Bio | Email | Follow: @CarlaNWade

WFAA

Posted on March 3, 2013 at 11:57 PM

Updated Monday, Nov 25 at 4:22 PM

DALLAS — Nearly 10 years ago, the City of Dallas laid out a master plan designed to bring parks to downtown.

Today, we've got Main Street Garden, Belo Garden, and even a park over a freeway — Klyde Warren Park.

With so much already done, the city is looking at what's next, and there's a new proposed plan for redesigning downtown Dallas.

You won't find too many people opposed to the idea of more parks in downtown Dallas. "I think it's great," said Alicia Johnson. "Most cities don't have enough parks and enough greenery."

"It's overdue," Rhonda Ford added.

On wednesday, the City Council will look at a new proposal that will create four additional parks downtown, increasing what's now 52 acres of green space to more than 87 acres.

"I know there's going to be some questions as to how this gets paid for," said District 2 City Council member Pauline Medrano.

Estimates put the price tag at somewhere between $80 and $100 million.
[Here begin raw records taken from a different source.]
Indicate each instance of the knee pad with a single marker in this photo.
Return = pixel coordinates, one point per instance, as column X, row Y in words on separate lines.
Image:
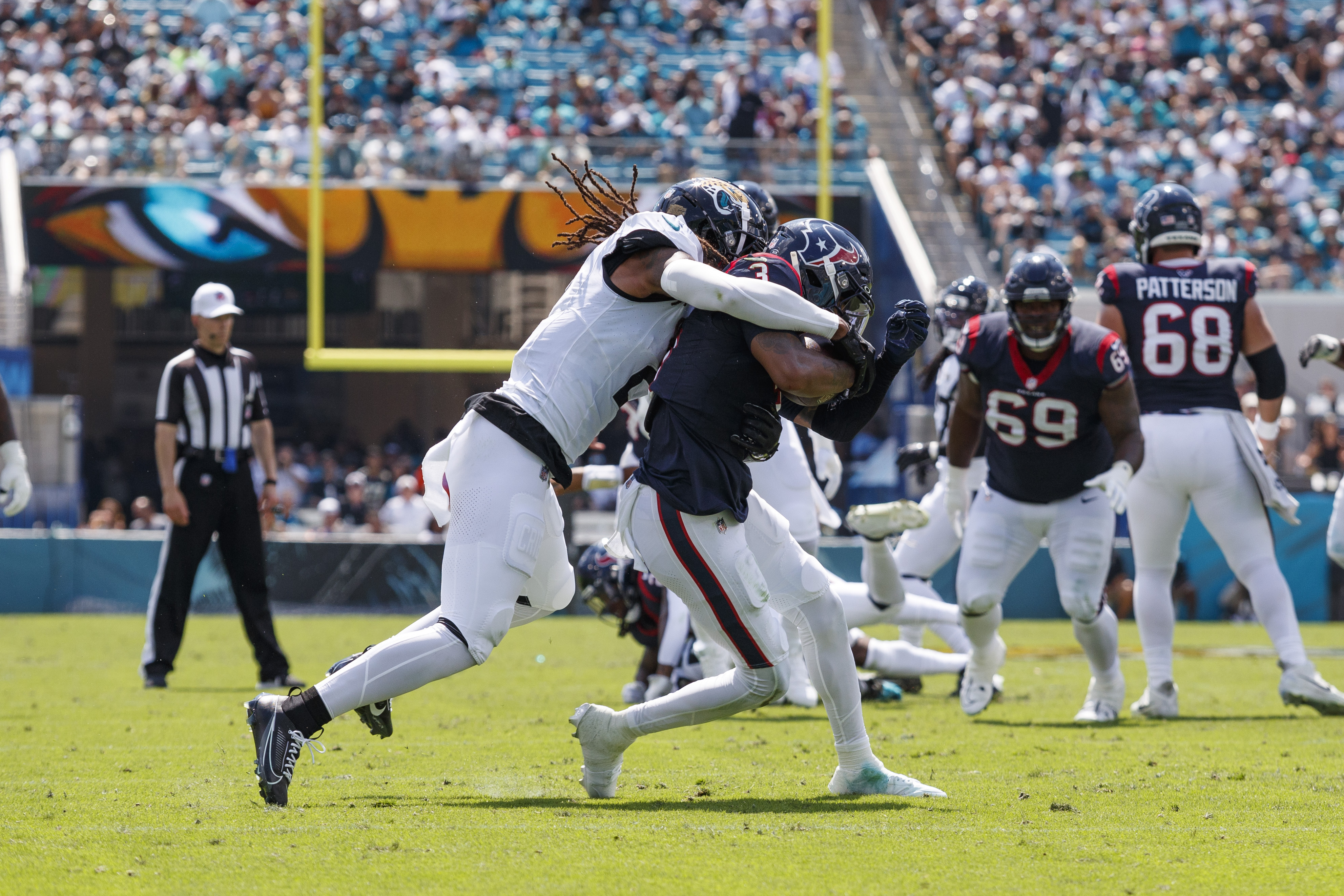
column 768, row 684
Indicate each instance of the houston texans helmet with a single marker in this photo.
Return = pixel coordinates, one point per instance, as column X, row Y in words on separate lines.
column 720, row 214
column 1166, row 215
column 1039, row 277
column 765, row 202
column 834, row 265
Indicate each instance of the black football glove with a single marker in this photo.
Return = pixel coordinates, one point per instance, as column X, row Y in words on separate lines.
column 918, row 456
column 863, row 356
column 908, row 328
column 761, row 432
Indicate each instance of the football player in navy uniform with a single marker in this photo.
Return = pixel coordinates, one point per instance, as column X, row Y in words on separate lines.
column 690, row 518
column 1184, row 320
column 1058, row 401
column 1323, row 347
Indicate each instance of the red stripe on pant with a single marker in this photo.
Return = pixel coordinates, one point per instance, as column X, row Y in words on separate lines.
column 705, row 580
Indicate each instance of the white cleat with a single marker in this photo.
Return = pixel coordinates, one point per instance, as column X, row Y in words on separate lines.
column 604, row 745
column 1304, row 687
column 1158, row 703
column 880, row 781
column 979, row 690
column 882, row 520
column 1104, row 702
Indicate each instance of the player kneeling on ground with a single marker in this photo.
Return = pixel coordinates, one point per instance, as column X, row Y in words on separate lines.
column 1059, row 403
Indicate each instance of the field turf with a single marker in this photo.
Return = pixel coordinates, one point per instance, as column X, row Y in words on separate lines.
column 105, row 788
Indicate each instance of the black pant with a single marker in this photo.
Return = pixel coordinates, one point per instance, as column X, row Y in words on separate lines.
column 224, row 503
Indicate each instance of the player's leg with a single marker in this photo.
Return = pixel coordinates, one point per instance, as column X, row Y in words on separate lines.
column 1159, row 506
column 705, row 559
column 1081, row 538
column 170, row 596
column 1230, row 507
column 1002, row 537
column 802, row 591
column 1335, row 534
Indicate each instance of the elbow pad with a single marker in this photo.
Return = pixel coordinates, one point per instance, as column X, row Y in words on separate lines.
column 756, row 301
column 1270, row 374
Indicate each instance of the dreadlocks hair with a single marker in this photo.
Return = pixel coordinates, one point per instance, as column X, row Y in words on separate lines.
column 608, row 206
column 929, row 374
column 609, row 209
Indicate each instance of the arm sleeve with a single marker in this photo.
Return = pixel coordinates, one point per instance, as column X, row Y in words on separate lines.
column 1270, row 374
column 168, row 408
column 757, row 301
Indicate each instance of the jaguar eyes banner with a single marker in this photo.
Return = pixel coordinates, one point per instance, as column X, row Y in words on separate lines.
column 185, row 226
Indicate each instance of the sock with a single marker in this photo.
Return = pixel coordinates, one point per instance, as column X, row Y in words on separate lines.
column 1156, row 619
column 398, row 665
column 1100, row 640
column 1273, row 604
column 900, row 660
column 826, row 648
column 881, row 574
column 307, row 711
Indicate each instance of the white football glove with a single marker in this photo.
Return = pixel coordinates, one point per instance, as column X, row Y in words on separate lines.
column 957, row 499
column 14, row 477
column 830, row 468
column 659, row 687
column 1320, row 349
column 1115, row 483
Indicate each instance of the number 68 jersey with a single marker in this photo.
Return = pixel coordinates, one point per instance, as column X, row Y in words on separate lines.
column 1046, row 436
column 1183, row 324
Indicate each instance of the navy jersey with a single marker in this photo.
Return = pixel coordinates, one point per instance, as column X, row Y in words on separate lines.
column 697, row 408
column 1046, row 437
column 1183, row 327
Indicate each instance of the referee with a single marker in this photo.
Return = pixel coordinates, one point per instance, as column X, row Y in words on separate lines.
column 211, row 416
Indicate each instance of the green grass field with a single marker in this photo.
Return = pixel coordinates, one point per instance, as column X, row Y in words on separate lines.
column 105, row 788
The proposed parks are:

  • Pacific Plaza
  • Carpenter Plaza along Central Expressway going into Deep Ellum
  • Harwood Park near the Farmers Market
  • West End Plaza

Currently, Dallas lags behind cities of similar size in the amount of green space in its downtown area.

"With these four proposed parks ... we'll surpass Chicago for the downtown area, and we'll be right near Atlanta," Medrano said.

Medrano said the success of downtown parks like the Belo Garden and Klyde Warren Park shows people want to enjoy downtown outside of their cars and buildings.

"With us having 10,000 people already as residents downtown and over 130,000 people working downtown, it's always really nice to come and get some fresh air," she said.

Medrano said each of the new parks will be unique to their locations and will be near interstate highways and DART stations.

Medrano said she thinks the Council is mostly in favor of the proposal, and will explore how some public and private partnerships may help pay for the added green space.